Moments volés à ma vie
C’est moi à l’âge de sept ans, depuis que Meriem est née, je dois partager nos frères aînés avec elle. Je suis contente d’avoir une petite sœur, mais je ne suis plus la seule princesse dans la maison. En revanche, à chaque fois qu’Adil surgissait sans prévenir avec son polaroid pour immortaliser des moments volés à la vie, je le fixais en espérant qu’il ne voit que moi, c’était un bonheur. Dès que je l’apercevais, je me tenais droite devant ce frère cadet qui finalement énervait tout le monde avec son appareil photo. D’ailleurs, avec le temps, personne ne faisait plus attention à lui. Quant à moi, je me réjouissais d’être la seule mise en avant ces courts instants, sentiment renforcé par ces mots qui ont bercé mon enfance : « Souris et regarde l’objectif ! ».
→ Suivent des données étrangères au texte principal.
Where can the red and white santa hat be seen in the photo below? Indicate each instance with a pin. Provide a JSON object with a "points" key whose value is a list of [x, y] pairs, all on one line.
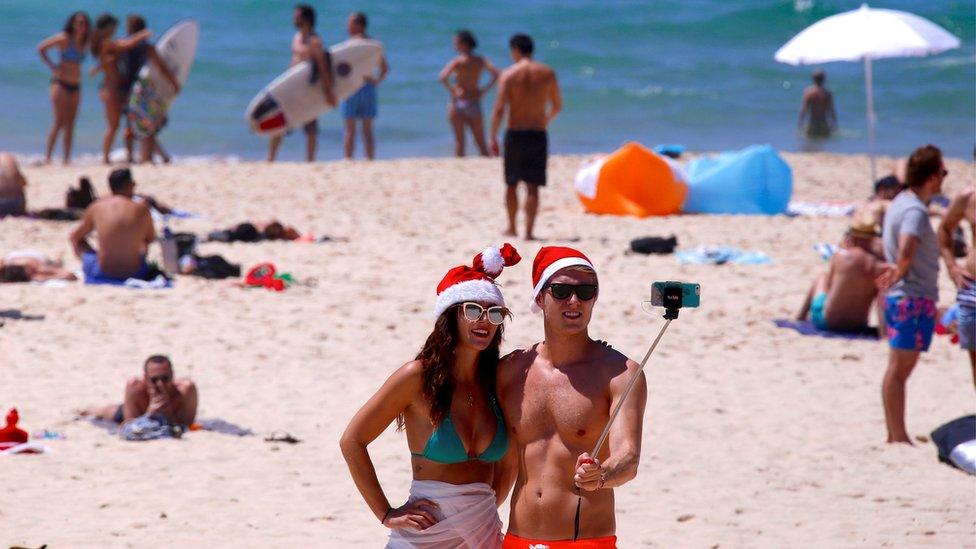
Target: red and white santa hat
{"points": [[477, 282], [548, 261]]}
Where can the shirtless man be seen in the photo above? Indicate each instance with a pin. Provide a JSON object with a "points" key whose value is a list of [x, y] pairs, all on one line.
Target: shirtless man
{"points": [[12, 184], [841, 299], [529, 91], [156, 392], [32, 266], [124, 229], [963, 206], [307, 45], [556, 398], [818, 108], [464, 108]]}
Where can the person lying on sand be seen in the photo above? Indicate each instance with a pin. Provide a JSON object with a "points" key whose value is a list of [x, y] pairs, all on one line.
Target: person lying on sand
{"points": [[12, 183], [840, 300], [124, 229], [156, 392], [254, 231], [32, 266]]}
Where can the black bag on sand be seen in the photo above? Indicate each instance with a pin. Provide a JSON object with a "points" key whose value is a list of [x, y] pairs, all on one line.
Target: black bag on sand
{"points": [[654, 245]]}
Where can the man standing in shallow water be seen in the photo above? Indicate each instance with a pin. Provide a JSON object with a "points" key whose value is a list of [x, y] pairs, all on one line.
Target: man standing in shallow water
{"points": [[556, 398], [529, 91]]}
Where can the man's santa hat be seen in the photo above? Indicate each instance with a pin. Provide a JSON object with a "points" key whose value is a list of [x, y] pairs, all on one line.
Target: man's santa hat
{"points": [[548, 261], [477, 282]]}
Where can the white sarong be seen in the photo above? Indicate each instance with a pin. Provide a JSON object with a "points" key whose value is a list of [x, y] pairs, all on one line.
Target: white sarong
{"points": [[466, 515]]}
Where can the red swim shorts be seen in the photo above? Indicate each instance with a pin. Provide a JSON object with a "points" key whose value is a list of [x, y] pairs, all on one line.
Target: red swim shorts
{"points": [[514, 542]]}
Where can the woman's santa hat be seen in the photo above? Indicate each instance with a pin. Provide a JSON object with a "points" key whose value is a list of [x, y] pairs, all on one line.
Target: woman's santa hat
{"points": [[477, 282], [548, 261]]}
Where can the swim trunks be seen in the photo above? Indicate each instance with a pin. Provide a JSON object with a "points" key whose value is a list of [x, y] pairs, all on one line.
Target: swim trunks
{"points": [[910, 321], [361, 104], [468, 108], [816, 311], [94, 275], [515, 542], [526, 153], [14, 205], [966, 320]]}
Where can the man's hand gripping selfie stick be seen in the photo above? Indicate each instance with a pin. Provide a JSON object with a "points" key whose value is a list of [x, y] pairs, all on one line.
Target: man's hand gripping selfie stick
{"points": [[670, 313]]}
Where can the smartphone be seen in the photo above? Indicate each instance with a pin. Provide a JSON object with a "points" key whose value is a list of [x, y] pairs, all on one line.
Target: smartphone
{"points": [[675, 295]]}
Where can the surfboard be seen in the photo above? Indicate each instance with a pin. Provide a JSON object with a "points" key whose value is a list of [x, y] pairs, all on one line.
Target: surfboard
{"points": [[295, 98], [152, 93]]}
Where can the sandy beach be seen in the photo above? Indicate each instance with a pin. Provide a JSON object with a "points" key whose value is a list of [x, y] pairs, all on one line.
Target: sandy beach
{"points": [[754, 436]]}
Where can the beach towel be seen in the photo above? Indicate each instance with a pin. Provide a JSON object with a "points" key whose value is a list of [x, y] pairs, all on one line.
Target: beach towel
{"points": [[956, 443], [820, 209], [805, 327], [466, 515], [720, 255]]}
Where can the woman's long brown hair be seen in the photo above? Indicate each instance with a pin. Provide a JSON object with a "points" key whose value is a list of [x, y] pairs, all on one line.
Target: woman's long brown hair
{"points": [[437, 360]]}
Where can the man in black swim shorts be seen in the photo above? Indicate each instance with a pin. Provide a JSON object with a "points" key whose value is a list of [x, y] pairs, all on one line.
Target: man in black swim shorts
{"points": [[528, 90]]}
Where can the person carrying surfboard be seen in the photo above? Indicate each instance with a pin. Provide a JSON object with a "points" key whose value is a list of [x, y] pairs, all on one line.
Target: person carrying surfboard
{"points": [[556, 398], [529, 92], [307, 46], [362, 104]]}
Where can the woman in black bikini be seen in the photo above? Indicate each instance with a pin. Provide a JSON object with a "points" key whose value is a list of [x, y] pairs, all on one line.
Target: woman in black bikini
{"points": [[66, 78], [107, 53]]}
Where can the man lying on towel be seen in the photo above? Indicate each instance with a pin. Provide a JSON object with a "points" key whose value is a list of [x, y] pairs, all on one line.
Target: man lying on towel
{"points": [[156, 392], [124, 230], [840, 300]]}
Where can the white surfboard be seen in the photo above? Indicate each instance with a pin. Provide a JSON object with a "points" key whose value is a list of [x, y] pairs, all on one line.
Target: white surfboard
{"points": [[153, 94], [296, 98]]}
C’est moi en primaire, à l’âge de huit ans, au milieu de mes camarades devant le tableau noir. Le jour de la photo de classe est un jour important, j’ai mis mon plus beau tee-shirt de couleur jaune. J’aimais ce grand tableau, la craie et taper la brosse sur le sol du préau. L’école a toujours été un lieu magique, car c’est là que j’y ai rencontré La Fontaine, Marcel Pagnol, Brassens et bien d’autres. J’absorbais cette nouvelle culture avec les encouragements de mon instituteur qui me félicitait de mes progrès. Emerveillée par tout ce qu’il nous apprenait, plus j’avançais et plus je savourais.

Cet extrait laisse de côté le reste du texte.